I am a moderate user knoweledgeable about how to get answers and work my computers.  Went through 3 days of searching page after page of redundant information regarding sharing, discovery, homegroup, windows firewall, etc etc. 

The turning off of "Smart Firewall" is a small victory.  But this is where I am stuck.  The Dell was acting as a server before the new HP's.  2 Nodes were running our business programs.  Since we updated with HP's, the HP's will be acting as the server computer for the Dell node.  But I am ready to trash the Dell and bring my HP desktop with Windows 7 to the work place.

I am just Stumped.

Hi,

NIS has a fewture called a Network Security Map.

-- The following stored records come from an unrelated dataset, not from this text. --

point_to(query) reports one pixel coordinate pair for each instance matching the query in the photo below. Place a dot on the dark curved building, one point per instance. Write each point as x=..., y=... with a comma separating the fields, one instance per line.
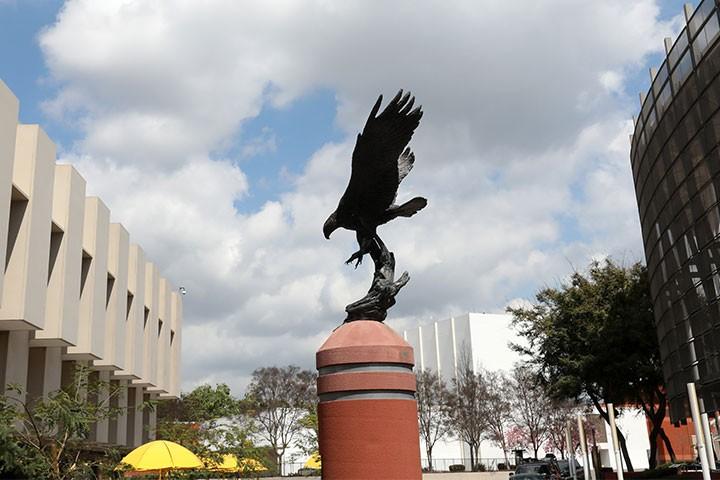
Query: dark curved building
x=676, y=168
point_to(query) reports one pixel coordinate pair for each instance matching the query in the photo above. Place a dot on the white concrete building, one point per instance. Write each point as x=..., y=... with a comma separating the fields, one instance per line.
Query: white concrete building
x=486, y=338
x=75, y=290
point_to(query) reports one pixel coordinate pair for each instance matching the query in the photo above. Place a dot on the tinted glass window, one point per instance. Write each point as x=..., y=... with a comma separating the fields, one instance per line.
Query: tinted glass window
x=706, y=37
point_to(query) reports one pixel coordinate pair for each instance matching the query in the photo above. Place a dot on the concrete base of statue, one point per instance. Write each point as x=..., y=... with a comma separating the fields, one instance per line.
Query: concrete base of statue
x=368, y=426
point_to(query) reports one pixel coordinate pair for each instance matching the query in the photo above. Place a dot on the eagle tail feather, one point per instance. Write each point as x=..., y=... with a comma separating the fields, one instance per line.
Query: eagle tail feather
x=405, y=164
x=410, y=208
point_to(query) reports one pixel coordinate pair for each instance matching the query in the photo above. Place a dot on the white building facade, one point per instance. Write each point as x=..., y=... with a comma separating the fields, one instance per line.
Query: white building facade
x=75, y=290
x=485, y=339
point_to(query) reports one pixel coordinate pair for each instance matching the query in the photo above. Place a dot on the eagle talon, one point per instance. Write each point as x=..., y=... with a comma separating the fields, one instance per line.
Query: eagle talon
x=356, y=257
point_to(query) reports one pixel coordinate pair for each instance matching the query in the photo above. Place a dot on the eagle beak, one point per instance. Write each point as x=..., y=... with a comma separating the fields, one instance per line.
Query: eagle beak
x=330, y=226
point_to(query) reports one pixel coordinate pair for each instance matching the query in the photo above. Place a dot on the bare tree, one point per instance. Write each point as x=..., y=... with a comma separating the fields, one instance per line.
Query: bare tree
x=531, y=406
x=278, y=400
x=433, y=411
x=468, y=409
x=558, y=416
x=498, y=408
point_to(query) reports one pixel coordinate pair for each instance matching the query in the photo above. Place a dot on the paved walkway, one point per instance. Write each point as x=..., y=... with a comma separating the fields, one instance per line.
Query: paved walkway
x=435, y=476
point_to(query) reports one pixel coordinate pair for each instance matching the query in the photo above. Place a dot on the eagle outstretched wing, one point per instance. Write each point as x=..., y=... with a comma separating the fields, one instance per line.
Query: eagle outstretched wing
x=377, y=164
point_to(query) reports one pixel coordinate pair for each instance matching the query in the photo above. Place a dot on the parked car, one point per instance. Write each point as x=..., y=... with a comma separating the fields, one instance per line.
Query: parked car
x=537, y=471
x=564, y=466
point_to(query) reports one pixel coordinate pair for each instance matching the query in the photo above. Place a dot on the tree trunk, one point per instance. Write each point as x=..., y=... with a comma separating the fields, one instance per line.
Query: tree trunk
x=626, y=455
x=472, y=459
x=668, y=445
x=652, y=461
x=621, y=437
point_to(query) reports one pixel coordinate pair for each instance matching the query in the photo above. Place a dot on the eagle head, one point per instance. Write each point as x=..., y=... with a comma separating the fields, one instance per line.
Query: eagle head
x=330, y=225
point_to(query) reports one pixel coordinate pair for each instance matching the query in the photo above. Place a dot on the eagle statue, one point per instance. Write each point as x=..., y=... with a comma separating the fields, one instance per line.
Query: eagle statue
x=380, y=161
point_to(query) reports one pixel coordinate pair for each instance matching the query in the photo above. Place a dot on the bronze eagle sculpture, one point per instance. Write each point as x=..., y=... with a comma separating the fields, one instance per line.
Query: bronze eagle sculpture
x=380, y=161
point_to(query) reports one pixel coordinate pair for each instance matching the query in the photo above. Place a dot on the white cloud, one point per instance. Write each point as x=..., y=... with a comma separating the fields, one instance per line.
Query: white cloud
x=524, y=105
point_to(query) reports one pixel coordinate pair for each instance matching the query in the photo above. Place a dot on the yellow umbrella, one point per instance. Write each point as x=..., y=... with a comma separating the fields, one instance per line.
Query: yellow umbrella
x=314, y=461
x=230, y=463
x=251, y=465
x=161, y=455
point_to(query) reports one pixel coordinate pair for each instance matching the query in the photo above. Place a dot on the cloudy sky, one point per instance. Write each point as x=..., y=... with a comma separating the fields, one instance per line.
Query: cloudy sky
x=220, y=133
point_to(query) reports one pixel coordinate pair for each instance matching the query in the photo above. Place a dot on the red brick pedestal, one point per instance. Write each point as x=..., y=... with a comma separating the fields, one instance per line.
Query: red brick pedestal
x=367, y=413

On all three computers check to see that all devices are listed and that they all have the necessary level of trust to be able to communicate.

Keep us posted

Yes I have configured the Network Security Map, on my previous Nodes along w the Dell, considering the previous scrapped nodes were running XP Pro.  On this new NSM the trust level is set to secure and I went so far as to turn on remote monitoring with password...  Computer Discovery is on.   I accomplished all this through trial & error.   

 

even w/o remote monitoring the network problem persisted 

Remote monitoring is for something else, thats to be able to check the statis of the Norton products on the other systems.

 

In the network security map you want to make sure the other computers are set to shared or full trust.

On the top section, click once to highlight each other computer on the network, then on the bottom section under "trust level" click the "edit" button and change the trust to shared or full trust.

 

The systems that don't "ping back" sounds like they are not set to trust the "pinging" computers.

 

Dave

 

I changed the NSM "Trust Level" to Full Trust... Only on the Dell Vista ... It worked!  The HP's are now able to Map the Vista drive I was trying to share all along.

Just a note, Windows 7 prompts for a user name and password.  Exactly what I wanted.  Just that, "admin" is the only user name the network is willing to accept.  The regular HP usernames to sign in on the desktop do not work.... but that's for another blog ... maybe on MSFT.

I will continue to work with the network, right now I am not ready to finalize it as Resolved. 

Thanks

On the computer that hosts the share, right click on the shared folder and select "properties"

Click the tab "Sharing" or "Web Sharing".

Then click "Permissions".

 

Ensure that the users or user groups exist and that the permissions are set correctly, you need at least "read", and change if you want to give write access and click full control if you want to give them delete permissions as well.

 

Sometimes you will loose user permissions or groups ater making changes or if the Admin and not a user created the folder.

 

Personally, I just add the "Everyone" group and give it full control if it's a home network.